In the post-Soviet era, Kyrgyzstan's health system has suffered increasing shortages of health professionals and medicine. Kyrgyzstan must import nearly all its pharmaceuticals. The increasing role of private health services has supplemented the deteriorating state-supported system. In the early 2000s, public expenditures on health care decreased as a percentage of total expenditures, and the ratio of population to number of doctors increased substantially, from 296 per doctor in 1996 to 355 per doctor in 2001. A national primary-care health system, the Manas Program, was adopted in 1996 to restructure the Soviet system that Kyrgyzstan inherited. The number of people participating in this program has expanded gradually, and province-level family medicine training centers now retrain medical personnel. A mandatory medical insurance fund was established in 1997.

Largely because of drug shortages, in the late 1990s and early 2000s the incidence of infectious diseases, especially tuberculosis, has increased. The major causes of death are cardiovascular and respiratory conditions. Official estimates of the incidence of human immunodeficiency virus (HIV) have been very low (830 cases were officially reported as of February 2006, but the actual number was estimated at 10 times that many). The concentration of HIV cases in Kyrgyzstan’s drug injecting and prison populations makes an increase in HIV incidence likely. More than half of the cases have been in Osh, which is on a major narcotics trafficking route.

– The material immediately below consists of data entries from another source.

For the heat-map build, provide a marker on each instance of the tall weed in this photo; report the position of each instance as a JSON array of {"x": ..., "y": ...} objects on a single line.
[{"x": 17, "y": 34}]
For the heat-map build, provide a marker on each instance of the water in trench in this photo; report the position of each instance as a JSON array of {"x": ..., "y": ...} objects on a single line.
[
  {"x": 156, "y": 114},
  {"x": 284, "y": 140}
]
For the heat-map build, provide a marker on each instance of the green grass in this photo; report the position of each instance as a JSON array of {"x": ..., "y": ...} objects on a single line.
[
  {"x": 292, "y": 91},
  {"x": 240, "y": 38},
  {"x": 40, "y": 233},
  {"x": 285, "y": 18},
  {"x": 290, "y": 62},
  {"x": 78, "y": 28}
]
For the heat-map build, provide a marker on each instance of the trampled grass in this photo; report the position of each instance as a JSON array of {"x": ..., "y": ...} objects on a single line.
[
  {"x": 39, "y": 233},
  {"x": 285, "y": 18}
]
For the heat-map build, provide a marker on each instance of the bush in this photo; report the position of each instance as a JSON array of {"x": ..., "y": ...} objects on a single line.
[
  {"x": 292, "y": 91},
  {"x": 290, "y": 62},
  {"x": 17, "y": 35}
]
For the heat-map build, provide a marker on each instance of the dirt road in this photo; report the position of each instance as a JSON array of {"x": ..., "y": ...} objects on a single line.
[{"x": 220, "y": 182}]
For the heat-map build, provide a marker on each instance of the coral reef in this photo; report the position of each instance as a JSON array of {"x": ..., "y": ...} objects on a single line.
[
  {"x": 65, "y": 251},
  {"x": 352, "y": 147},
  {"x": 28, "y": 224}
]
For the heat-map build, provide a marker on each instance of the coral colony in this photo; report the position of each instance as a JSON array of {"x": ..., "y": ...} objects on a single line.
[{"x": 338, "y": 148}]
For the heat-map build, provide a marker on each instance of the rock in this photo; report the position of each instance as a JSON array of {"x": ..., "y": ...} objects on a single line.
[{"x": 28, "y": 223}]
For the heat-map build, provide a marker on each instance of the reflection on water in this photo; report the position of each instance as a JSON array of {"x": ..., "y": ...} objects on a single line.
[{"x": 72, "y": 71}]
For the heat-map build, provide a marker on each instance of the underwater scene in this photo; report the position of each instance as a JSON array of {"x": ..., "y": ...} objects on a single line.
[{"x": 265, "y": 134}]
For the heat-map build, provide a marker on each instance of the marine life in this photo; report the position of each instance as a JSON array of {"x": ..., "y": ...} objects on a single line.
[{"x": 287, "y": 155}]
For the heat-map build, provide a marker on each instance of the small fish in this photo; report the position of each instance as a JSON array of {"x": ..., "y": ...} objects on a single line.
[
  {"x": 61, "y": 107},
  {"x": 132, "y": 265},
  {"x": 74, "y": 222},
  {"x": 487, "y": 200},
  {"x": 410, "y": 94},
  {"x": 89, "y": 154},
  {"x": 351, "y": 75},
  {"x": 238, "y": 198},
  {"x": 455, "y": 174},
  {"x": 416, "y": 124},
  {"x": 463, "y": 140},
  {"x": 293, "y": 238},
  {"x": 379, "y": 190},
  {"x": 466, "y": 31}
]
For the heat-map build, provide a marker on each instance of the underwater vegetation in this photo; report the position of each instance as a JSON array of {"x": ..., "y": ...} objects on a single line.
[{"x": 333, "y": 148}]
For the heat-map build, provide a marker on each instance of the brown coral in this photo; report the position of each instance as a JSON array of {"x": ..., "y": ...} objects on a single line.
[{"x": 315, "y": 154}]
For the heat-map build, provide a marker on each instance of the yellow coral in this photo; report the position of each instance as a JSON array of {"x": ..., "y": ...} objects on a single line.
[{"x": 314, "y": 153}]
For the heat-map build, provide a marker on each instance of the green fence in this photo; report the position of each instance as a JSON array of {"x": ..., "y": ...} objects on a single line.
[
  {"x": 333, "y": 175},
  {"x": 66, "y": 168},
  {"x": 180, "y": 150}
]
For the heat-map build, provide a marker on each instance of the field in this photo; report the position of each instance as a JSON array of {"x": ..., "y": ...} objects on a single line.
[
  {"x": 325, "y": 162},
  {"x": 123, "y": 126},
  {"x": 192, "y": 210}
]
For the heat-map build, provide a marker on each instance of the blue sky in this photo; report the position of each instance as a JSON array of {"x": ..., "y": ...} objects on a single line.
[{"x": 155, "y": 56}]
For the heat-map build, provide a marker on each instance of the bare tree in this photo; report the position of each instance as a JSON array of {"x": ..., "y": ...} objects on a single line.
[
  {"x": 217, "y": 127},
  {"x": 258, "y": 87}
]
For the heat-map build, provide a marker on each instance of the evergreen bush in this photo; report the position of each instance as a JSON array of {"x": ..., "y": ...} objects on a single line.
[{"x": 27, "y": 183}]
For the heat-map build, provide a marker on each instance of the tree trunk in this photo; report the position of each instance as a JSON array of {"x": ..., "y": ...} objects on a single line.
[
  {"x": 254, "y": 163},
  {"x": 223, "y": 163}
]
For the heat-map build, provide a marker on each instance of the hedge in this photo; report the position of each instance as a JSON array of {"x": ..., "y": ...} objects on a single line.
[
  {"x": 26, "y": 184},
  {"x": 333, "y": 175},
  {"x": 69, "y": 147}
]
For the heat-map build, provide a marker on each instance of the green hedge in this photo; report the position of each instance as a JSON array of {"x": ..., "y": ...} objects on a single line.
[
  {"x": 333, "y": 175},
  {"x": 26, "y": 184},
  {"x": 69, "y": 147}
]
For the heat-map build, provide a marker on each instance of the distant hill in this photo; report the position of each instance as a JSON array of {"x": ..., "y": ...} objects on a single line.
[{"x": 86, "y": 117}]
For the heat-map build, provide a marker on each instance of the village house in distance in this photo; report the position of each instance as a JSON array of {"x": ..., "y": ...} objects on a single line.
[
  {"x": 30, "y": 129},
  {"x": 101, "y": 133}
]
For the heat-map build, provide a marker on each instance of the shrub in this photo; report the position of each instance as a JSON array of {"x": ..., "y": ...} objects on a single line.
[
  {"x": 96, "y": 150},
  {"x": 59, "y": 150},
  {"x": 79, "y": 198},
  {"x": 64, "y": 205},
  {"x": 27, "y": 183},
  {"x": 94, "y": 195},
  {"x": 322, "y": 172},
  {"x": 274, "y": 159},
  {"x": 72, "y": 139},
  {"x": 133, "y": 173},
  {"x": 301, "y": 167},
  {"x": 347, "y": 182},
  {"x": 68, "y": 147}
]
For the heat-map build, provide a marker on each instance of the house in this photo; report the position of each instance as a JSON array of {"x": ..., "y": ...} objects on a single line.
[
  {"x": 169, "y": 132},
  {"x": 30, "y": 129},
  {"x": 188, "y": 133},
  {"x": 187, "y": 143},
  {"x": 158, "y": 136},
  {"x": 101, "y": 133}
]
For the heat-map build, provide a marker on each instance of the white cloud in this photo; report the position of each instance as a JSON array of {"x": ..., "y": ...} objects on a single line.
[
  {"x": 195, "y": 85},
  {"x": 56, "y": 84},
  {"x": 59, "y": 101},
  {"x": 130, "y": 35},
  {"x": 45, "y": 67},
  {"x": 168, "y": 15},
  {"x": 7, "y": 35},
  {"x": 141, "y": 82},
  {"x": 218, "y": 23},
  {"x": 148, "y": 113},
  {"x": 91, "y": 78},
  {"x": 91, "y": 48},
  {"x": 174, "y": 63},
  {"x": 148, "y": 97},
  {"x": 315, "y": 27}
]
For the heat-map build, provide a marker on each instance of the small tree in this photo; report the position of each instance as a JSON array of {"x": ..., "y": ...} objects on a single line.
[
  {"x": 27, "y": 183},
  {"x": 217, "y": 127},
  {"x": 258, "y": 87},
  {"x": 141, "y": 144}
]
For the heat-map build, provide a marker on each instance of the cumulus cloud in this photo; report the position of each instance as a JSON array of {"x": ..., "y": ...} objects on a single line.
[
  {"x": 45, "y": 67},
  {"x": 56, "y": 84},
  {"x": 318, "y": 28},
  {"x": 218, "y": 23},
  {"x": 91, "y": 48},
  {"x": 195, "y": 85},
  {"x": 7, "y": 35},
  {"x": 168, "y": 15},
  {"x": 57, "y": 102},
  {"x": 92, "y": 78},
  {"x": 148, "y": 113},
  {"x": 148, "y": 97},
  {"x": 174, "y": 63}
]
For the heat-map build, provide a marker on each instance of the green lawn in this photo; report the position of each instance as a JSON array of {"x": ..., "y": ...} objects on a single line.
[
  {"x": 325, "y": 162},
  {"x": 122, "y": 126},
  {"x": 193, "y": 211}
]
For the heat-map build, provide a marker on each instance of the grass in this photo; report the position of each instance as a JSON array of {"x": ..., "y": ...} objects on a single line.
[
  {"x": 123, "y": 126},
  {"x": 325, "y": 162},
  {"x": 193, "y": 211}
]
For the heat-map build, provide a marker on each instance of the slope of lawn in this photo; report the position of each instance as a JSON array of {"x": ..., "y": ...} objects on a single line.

The maternal morality rate rose by more than 15% to 62 deaths per 1000,000 births from 2008 to 2009. According to non-governmental studies, things are worse than the official data indicate.

The Human Rights Measurement Initiative finds that Kyrgyzstan is fulfilling 81.2% of what it should be fulfilling for the right to health based on its level of income. When looking at the right to health with respect to children, Kyrgyzstan achieves 98.4% of what is expected based on its current income. In regards to the right to health amongst the adult population, the country achieves only 90.3% of what is expected based on the nation's level of income.  Kyrgyzstan falls into the "very bad" category when evaluating the right to reproductive health because the nation is fulfilling only 55.0% of what the nation is expected to achieve based on the resources (income) it has available.